As stops skyrocketed from 2002 until 2011, the number of guns recovered, shooting victims and murders changed modestly, moving up and down. When stops plummeted in 2012 and 2013, shootings and murders declined substantially, with murders falling in 2013 to the lowest level ever recorded.
“The clear lesson from 12 years of NYPD data is that increasing stop-and-frisk does not increase public safety,” said NYCLU Associate Legal Director Christopher Dunn. “Most notably, while stops have plummeted since 2011, murders, shootings, and other serious crime all have come down since then. These facts must guide future NYPD policies and practices.”

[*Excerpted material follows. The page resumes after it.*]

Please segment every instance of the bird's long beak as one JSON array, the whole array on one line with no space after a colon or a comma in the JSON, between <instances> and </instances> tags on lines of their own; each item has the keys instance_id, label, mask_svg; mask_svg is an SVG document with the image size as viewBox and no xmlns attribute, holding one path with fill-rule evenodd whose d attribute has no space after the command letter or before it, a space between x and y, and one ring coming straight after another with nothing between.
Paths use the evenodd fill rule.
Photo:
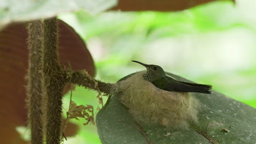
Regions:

While stop-and-frisks have dropped, the tactic still overwhelmingly targets black and Latino New Yorkers. Blacks and Latinos accounted for more than 70 percent of stops across all precincts in 2013. Once stopped, they were more likely to be frisked than white New Yorkers – even though those frisked were less likely to be found with a weapon than white New Yorkers.
The NYCLU uses the NYPD’s computerized stop-and-frisk database to examine the multiple aspects of stop-and-frisk data, including stops, frisks, use of force, reasons for stop and recovery of weapons. The 2013 analysis provides detailed information at a precinct level and a close examination of race-related aspects of stop-and-frisk.
The NYCLU’s analysis reveals that:
- The 191,851 stops in 2013 (a decrease of 64 percent from 2012 and 72 percent from 2011) were spread unevenly amongst the city’s 77 precincts, with the 73rd Precinct (Brownsville) leading the city with 8,001 stops. Setting aside the Central Park Precinct, the 94th Precinct (Greenpoint) had the fewest stops at 486.
- In 72 out of 77 precincts, black and Latino New Yorkers accounted for more than 50 percent of stops, and in 34 precincts they accounted for more than 90 percent of stops. In six of the 10 precincts with the lowest black and Latino populations (such as the 6th Precinct in Greenwich Village), blacks and Latinos accounted for more than 70 percent of stops.
- Young black and Latino men were the targets of a hugely disproportionate number of stops. Though they account for only 4.7 percent of the city’s population, black and Latino males between the ages of 14 and 24 accounted for 38.6 percent of stops in 2013. Nearly 90 percent of young black and Latino men stopped were innocent.
- Though frisks are to be conducted only when an officer reasonably suspects the person has a weapon that might endanger officer safety, 58.2 percent of those stopped were frisked. Of those frisked, a weapon was found only 3.2 percent of the time.
- Frisks varied enormously by precinct, with officers in the 44th Precinct in the Bronx frisking people 84.3 percent of the time, compared to a low of officers frisking people 29 percent of the time in the 20th Precinct on the Upper West Side of Manhattan.
- Black and Latino New Yorkers were more likely to be frisked than white New Yorkers and, among those frisked, were less likely to be found with a weapon.
- In 2013 the NYPD recovered a gun in only one out of about every 500 stops, a gun recovery rate of 0.2 percent.
- Of those stopped in 2013, 88.4 percent were innocent of any wrongdoing. More than half of innocent people stopped were frisked, and 16 percent had force used against them.
- More than 9,000 people were stopped for alleged marijuana possession, and nearly 2,000 were arrested for marijuana-possession offenses, the third most common arrest offense in 2013.